Today we hear a lot of noise—voices, headlines, opinions, and repetition—all claiming to tell us what is true. The real question is not what is loud, but how we know what is true. Recently, I had a conversation with some of my granddaughters about how to tell the difference between right and wrong, and that question became the center of our discussion.
I began by explaining that lies rarely succeed because they are obvious at first. More often, they succeed because they are introduced carefully and repeated consistently. I used an example often associated with Nancy Pelosi, to illustrate how persuasion and lying often work in our culture. The process is simple: a claim quietly leaks to the media, someone else says it first, it circulates, and later the coverage and public awareness are used as proof that it must be true. Once enough people repeat something, it begins to sound like fact, even when it is not. Lies require repetition to survive. They must be remembered, defended, and repeated. Truth does not work that way.

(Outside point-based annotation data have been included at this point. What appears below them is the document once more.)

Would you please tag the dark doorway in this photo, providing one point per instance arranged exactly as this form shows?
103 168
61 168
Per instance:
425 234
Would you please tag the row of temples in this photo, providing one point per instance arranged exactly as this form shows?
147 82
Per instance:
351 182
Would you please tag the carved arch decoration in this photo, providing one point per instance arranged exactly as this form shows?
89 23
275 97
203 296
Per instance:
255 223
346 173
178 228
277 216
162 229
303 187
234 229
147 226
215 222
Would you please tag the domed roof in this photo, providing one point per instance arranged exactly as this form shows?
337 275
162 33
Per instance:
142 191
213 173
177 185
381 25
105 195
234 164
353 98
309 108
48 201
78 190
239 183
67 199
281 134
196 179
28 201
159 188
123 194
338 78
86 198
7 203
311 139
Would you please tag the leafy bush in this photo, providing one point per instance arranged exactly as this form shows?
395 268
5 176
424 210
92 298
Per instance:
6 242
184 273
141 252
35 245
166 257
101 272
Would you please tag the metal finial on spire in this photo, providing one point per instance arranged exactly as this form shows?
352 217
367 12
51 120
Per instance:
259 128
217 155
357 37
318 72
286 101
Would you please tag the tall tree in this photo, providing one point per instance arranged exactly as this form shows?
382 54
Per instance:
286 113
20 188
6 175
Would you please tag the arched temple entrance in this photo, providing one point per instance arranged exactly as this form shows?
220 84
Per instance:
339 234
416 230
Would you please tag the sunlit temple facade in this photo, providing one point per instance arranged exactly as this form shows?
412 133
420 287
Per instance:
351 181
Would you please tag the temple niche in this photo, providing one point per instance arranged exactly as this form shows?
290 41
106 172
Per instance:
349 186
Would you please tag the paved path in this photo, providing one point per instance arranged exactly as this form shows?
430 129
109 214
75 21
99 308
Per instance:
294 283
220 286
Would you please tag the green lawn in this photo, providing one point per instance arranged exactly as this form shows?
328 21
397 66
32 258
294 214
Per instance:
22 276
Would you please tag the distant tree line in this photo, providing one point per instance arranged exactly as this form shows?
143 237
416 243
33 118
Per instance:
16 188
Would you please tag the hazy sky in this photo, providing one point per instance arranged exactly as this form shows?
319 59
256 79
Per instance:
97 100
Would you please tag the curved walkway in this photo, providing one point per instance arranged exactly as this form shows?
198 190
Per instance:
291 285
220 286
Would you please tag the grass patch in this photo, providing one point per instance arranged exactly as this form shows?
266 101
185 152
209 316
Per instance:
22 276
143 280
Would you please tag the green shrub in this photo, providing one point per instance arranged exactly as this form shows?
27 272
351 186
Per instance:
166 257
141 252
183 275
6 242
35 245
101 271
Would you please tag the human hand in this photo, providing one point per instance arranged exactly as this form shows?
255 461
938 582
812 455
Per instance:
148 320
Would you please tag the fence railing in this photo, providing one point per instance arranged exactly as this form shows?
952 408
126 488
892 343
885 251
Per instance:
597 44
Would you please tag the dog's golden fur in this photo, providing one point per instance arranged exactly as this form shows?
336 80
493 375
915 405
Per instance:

That same pattern is everywhere today. Many people now believe that repetition creates truth. But truth is not established by agreement, volume, or popularity. Scripture tells us, “You shall know the truth, and the truth shall make you free.” Truth stands on its own. It does not need to be rehearsed or protected. What is right produces blessing, and what is wrong produces consequences, no matter how many people defend it.
To make this practical, I asked them a simple question. If a married person commits adultery, will that lead to blessing, or will it lead to consequences? The answer was obvious. Then we talked about something much smaller—a “little” lie. I asked, “What would the consequence be?” Without hesitation, they said, “A lack of trust.” That moment made something clear: lies always damage something. They may seem small, but they leave a trail behind them. Truth, on the other hand, stays consistent because it does not need to be remembered or managed.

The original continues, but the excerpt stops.